Mistérios. Mistérios
E faz muito tempo que Limeira não tem uma grande notícia em investimentos industriais. De grande porte, mesmo. Como Piracicaba, com a Hyundai; Iracemápolis, com a Mercedes e Itirapina com a Honda. Há algo de muito podre no berço da citricultura nacional, que não faz sentido. O Município tem a melhor localização geográfica possível, malha viária com as principais rodovias do estado, saneamento de qualidade, mas falta alguma coisa. Está na hora de descobrir.

As verdades ocultas
Na realidade há muitas lendas sobre esse assunto, que remontam à década de 1970. De obstruções de setores empresariais, que não queriam concorrência e nem disputa por profissionais, que representasse possíveis melhorias salariais. Lendas que se transformaram em histórias reais.

Pergunta rápida
O que, de fato, atravancou um desenvolvimento mais acentuado de Limeira.

Desabafo necessário
A educação parece prioridade zero neste País. Depois do anúncio da falta de dinheiro para continuar bancando o Fies e da triplicação do fundo partidário, ficamos de fato no escuro. Nos estados, como São Paulo e Paraná, por exemplo, os governos tratam professores com o maior desprezo possível. Usando de violência física e psicológica. E mentem nas questões salariais, incorporando bônus aos ganhos salariais.
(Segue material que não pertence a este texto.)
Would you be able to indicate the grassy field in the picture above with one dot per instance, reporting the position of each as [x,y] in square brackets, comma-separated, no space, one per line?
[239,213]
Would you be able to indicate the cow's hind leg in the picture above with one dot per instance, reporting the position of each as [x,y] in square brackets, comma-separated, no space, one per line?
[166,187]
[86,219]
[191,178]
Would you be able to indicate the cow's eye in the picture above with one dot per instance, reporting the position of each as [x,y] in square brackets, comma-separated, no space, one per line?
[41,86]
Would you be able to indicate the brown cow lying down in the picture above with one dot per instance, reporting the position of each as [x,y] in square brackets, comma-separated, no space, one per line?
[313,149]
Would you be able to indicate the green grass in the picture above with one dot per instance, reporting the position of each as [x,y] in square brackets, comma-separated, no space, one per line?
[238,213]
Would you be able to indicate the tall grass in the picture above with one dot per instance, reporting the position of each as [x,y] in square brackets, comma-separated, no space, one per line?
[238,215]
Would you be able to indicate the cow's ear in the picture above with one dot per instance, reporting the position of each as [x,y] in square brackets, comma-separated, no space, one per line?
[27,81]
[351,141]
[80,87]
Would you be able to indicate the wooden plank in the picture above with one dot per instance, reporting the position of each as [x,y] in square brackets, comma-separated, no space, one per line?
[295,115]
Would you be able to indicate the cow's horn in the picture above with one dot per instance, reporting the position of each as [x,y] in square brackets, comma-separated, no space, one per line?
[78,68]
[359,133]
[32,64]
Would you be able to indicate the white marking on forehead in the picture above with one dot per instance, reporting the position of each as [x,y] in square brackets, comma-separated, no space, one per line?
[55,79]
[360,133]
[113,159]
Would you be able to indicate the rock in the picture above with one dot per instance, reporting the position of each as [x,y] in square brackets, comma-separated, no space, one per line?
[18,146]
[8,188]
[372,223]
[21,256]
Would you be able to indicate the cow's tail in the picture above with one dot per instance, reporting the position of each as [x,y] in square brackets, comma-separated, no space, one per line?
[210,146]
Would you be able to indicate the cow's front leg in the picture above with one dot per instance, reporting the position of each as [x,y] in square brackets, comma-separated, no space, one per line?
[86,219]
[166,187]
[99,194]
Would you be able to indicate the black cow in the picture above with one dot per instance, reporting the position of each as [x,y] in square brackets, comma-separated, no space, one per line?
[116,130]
As universidades estaduais paulistas estão à míngua e não há luz no fim do túnel. O que há é um verdadeiro descaso. Infelizmente ambos os lados têm defensores. Infelizes.

Nota curtíssima
Não é possível defender a ética e a transparência, quando se esconde atrás de máscaras.

Frase da semana
“Não tem ninguém mais ferido do que eu”. Do governador do Paraná, Beto Richa (PSDB), sobre a ação da PM contra os professores, durante manifestação em Curitiba. Na Folha de S. Paulo – Poder. Sexta-feira, 8.